Clarence Carter

Director, Office of Family Assistance (OFA) | Acting Director, Office of Community Services (OCS)

Clarence H. Carter is the former director of the Office of Family Assistance and the acting director of the Office of Community Services at HHS’ Administration for Children and Families during the Trump Administration.  Carter came from the Institute for the Improvement of the Human Condition, which he founded. At that organization, he worked with state and local safety net agencies to meet the emergency needs of socially and economically vulnerable citizens.

Carter served as the Director of the Arizona Department of Economic Security, in addition to other state, federal and local human services management positions.

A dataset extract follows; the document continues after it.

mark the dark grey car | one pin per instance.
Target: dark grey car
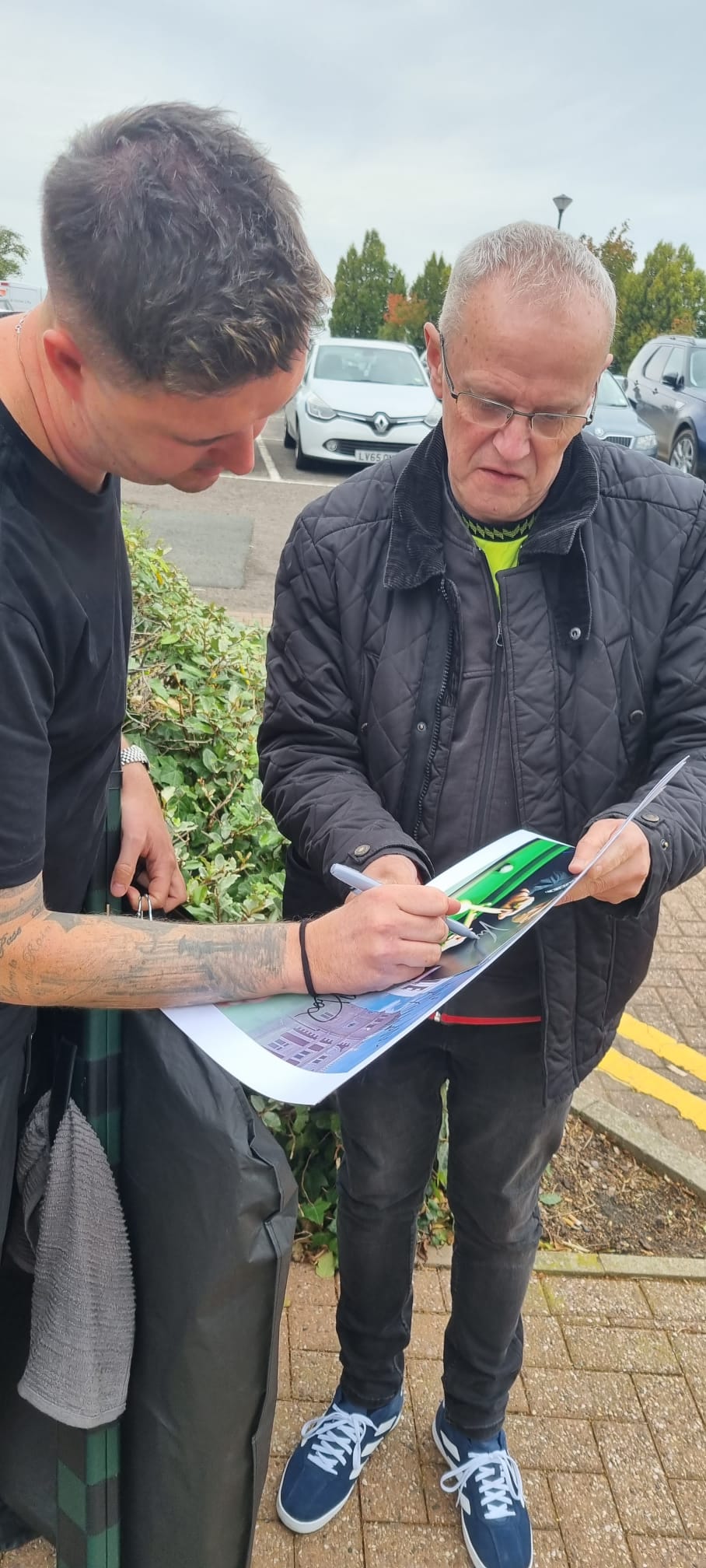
(667, 387)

During his service in the Bush Administration, he managed the Supplemental Nutrition Assistance Program (SNAP) and served as the Director of the Office of Community Services. As Commissioner of the Virginia Department of Social Services, his program was instrumental in growing the capacity of its citizens. In his first five years, more than 25,000 public assistance recipients obtained gainful employment, earning in excess of $200 million. During his tenure, Virginia’s public assistance rolls were reduced by more than half, from an all-time high of 74,000 families to a 30-year low of 31,000.

On the local level, while serving as the Director of the Washington, D.C., Department of Human Services, Carter led the design and operation of an initiative to house more than 1,000 homeless residents. It was this effort that transformed the District’s shelter-based homeless system to one based in permanent supportive housing as the primary mechanism to reduce homelessness.